Hard disk drive (HDD) (a.k.a. Hard drive, Hard disk) All three terms can be used to refer to a storage drive that uses magnetic disks as the storage medium, although the term hard disk or hard disk drive platter actually refers to one of multiple metal disks inside a hard disk drive assembly, which have magnetic surface coating where the data is stored. Hard disks are called hard in contrast with floppy disks that are flexible; "floppy" literally means limp (not stiff or firm) in English.

Solid-state drives (SSD) are called solid-state because all of the electrical activity in their circuitry occurs within solid materials (e.g. transistor, which is a solid-state device) unlike the technology they replaced, where the current flowed through thermionic vacuum tubes due to ion emission from heated electrodes. These are much faster than hard disk drives, especially the ones that use PCIe bus instead of SATA. AFAIK the NVMe host-controller interface is designed specifically for PCIe SSDs.

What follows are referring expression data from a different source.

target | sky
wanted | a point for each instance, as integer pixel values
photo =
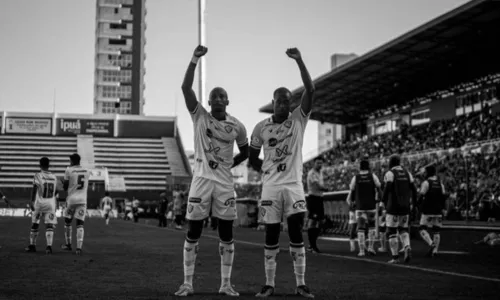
(50, 45)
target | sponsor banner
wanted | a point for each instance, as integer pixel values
(85, 126)
(28, 125)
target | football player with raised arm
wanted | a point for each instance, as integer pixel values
(212, 185)
(283, 196)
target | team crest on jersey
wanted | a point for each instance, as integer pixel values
(273, 142)
(213, 164)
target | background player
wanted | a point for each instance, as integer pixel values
(282, 137)
(399, 194)
(76, 182)
(314, 201)
(432, 205)
(43, 204)
(212, 183)
(107, 206)
(364, 189)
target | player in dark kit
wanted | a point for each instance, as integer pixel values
(314, 201)
(432, 203)
(364, 189)
(399, 195)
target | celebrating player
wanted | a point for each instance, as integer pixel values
(399, 194)
(363, 191)
(212, 184)
(282, 137)
(43, 204)
(76, 181)
(432, 202)
(107, 206)
(315, 208)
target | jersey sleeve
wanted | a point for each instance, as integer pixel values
(389, 176)
(198, 113)
(66, 174)
(299, 115)
(241, 138)
(257, 140)
(424, 187)
(376, 180)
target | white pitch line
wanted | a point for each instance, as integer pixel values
(410, 267)
(341, 239)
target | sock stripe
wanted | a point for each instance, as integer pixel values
(273, 247)
(191, 241)
(227, 243)
(297, 245)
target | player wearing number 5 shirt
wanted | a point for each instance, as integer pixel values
(283, 197)
(76, 181)
(43, 205)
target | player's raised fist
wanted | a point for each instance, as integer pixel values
(200, 51)
(293, 53)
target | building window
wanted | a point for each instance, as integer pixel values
(117, 42)
(118, 26)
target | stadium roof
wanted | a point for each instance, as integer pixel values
(455, 47)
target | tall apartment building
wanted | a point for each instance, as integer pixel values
(119, 57)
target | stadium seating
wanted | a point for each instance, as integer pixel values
(19, 157)
(144, 163)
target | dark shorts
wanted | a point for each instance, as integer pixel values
(315, 208)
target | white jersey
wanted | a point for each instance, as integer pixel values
(214, 145)
(45, 183)
(282, 145)
(106, 202)
(78, 178)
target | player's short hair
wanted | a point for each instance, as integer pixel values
(280, 90)
(364, 165)
(44, 162)
(394, 161)
(430, 170)
(75, 158)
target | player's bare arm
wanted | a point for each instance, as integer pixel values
(253, 157)
(308, 95)
(33, 197)
(240, 157)
(187, 84)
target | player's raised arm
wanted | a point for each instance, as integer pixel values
(308, 95)
(187, 84)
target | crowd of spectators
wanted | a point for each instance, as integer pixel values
(464, 145)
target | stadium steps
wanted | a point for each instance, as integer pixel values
(141, 162)
(174, 157)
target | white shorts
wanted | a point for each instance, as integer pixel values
(281, 201)
(205, 195)
(45, 209)
(352, 218)
(431, 220)
(77, 211)
(397, 221)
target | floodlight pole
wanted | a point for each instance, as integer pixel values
(202, 41)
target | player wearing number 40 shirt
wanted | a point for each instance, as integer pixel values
(399, 195)
(215, 133)
(43, 205)
(76, 181)
(283, 197)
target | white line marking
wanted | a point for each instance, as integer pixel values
(410, 267)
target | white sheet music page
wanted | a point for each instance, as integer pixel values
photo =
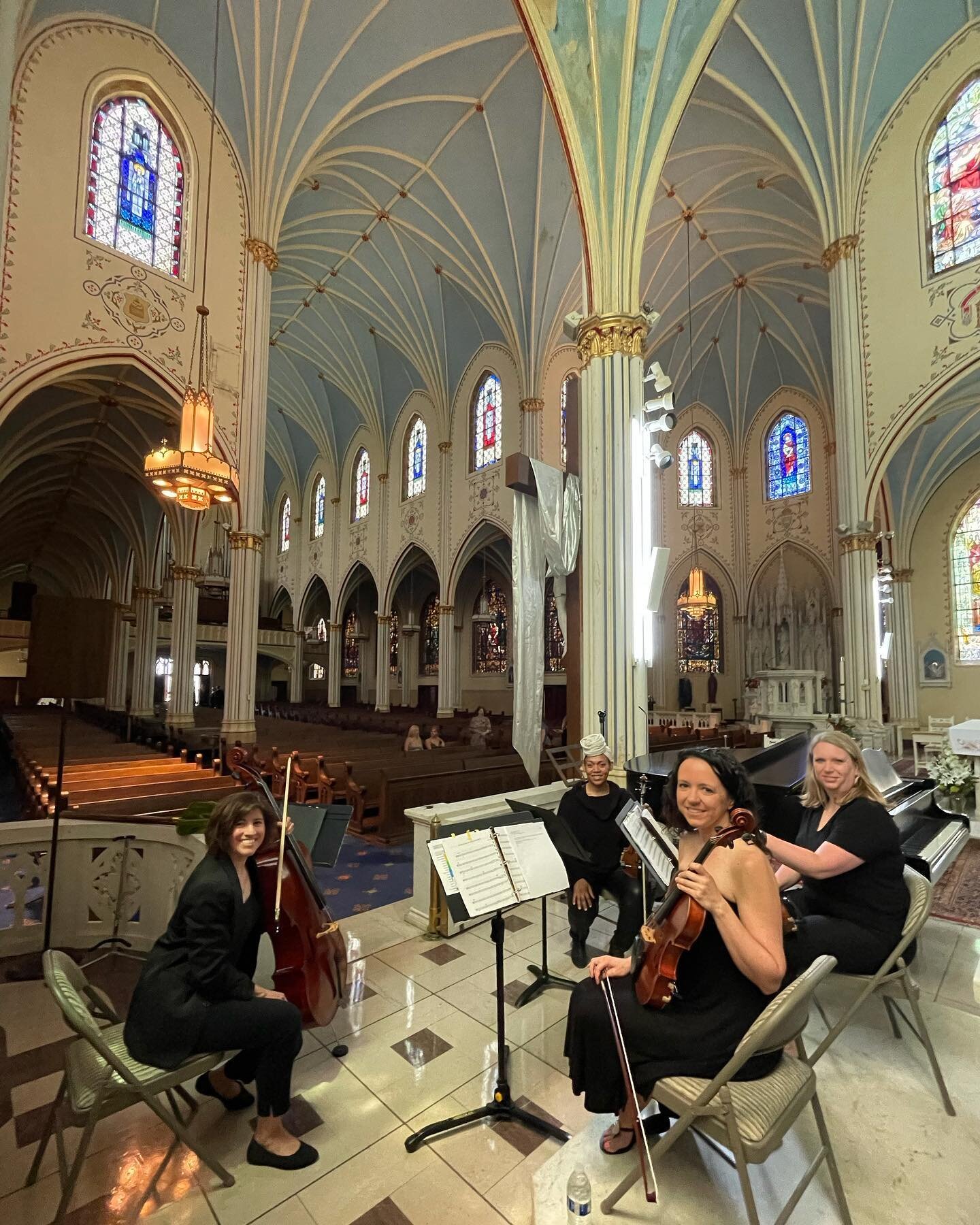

So, the terminology is complicated. As rarely as it is, even some documents from companies like Red Hat currently expand SSD as "solid-state disk", which is a misnomer since SSDs don't have disks, and a storage device with a disk wouldn't be solid-state unless disks weren't rotating. It also seems to be common to call SSDs hard drives, although this is a misnomer too since "hard drive" is just short for "hard disk drive", it's just a remnant of using disks for computer storage for so long, and the commonly used softare terms such as "disk partitioning", "disk benchmark", "disk mount", etc., which can use the term "drive" instead of "disk" to be agnostic to the storage medium. It also seems to be common that solid-state storage devices are thought to have no "drives" in them, that "they are not driven", although that's inaccurate since the drive is just not electromechanical but purely electronic (i.e. solid-state in modern technology): in the traditional sense of the term "drive", the memory controller, all other circuitry, and the firmware in SSDs is the "drive" that allows data stored on the storage medium, which is typically a flash memory, to be accessed.